The fourth assignment of error can not be maintained in the light of the proof of record that the aqueduct and the dam (presa) have been in existence for more than thirty years, during which period the owner of the land in question has always exercised the right to the reasonable use of the water in the aqueduct for irrigation purposes. (Arts. 527 and 528, Civil Code.)

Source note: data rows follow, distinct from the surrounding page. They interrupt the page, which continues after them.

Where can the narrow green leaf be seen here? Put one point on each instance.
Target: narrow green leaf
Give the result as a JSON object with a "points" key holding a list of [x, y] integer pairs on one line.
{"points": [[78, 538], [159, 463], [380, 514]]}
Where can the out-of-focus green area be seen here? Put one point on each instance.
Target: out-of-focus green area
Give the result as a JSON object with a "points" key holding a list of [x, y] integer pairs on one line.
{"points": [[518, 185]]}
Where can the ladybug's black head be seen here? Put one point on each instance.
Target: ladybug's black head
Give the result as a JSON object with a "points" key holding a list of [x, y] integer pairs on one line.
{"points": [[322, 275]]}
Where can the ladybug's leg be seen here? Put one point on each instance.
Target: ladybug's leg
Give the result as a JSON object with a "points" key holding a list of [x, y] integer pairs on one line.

Counsel for the appellants contend that under the definition of a servitude which appears in article 530 of the Civil Code the existence of the servitude can not be established unless it appears that from such servitude a benefit (beneficio) was, or might be, derived by the plaintiff landowner; and that since it appears from the testimony of the witnesses that the aperture in the dam was used for the purpose of controlling the flow of water in the aqueduct and for preventing damage by overflow to the lowlands over which the aqueduct runs, and since it appears that the lands of the plaintiff are higher than the lands of the defendants, therefore the aqueduct could never have been intended for the supply of water to the lands of the plaintiff and neither the dam nor the aqueduct could be of any benefit to these lands. This contention can not be maintained in the face of the positive testimony as to the existence of the aqueduct and its use for many years to supply water to the lands in question. It may be that the defendants had a right to open the aperture in the face of the dam to prevent a destructive overflow of water on their lands, but this would not give them the right to stop the flow of water altogether; nor does it tend to establish the contention of the defendants that the plaintiff landowner is not entitled to the benefit of the reasonable use of the water flowing in the aqueduct, since it does not appear that such use necessarily involved destructive overflows from the aqueduct, provided the flow of water therein was properly regulated by the opening of the aperture in the dam.
The judgment of the trial court authorizing the issue of the writ and awarding damages in favor of the plaintiff for the losses entailed by the destruction of the dam is affirmed, with the costs of this instance against the appellants. So ordered.
Arellano, C.J., Torres, Johnson, Willard and Tracey, JJ., concur.